Сборы в дорогу старого холостяка немногосложны. Ярема мой все устроил, а я только потрудился влезть на нетычанку, и мы в дороге.
Вслед за мною приехала на хутор и Прасковья Тарасовна с своим чичероне Степаном Мартыновичем. К свадьбе было все приготовлено, и мы в первое же воскресенье поехали к заутрене, потом к обедне в церковь Покрова и после обедни скрутили с Божиим благословением наших молодых и задали пир на всю переяславскую Палестину, словом, пир такой, что Степан Мартынович, несмотря на свои лета и сан, ни даже на свой образ, пустился танцевать журавля.

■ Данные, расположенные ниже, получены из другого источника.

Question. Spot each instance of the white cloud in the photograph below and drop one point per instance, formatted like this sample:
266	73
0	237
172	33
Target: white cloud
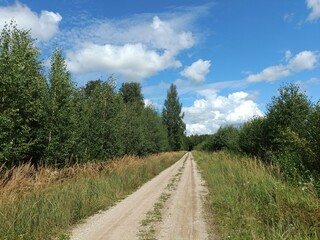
197	71
305	60
288	17
206	115
134	61
43	26
136	51
314	5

После свадьбы я прожил еще недели две в школе Степана Мартыновича и был свидетелем полного счастия своих названых детей.
Прасковья Тарасовна вполне разделяла мою радость, только иногда, глядя на юную прекрасную подругу своего Савватия, шепотом сквозь слезы повторяла: «Зосю мой! Зосю мой! Сыну мой единый!»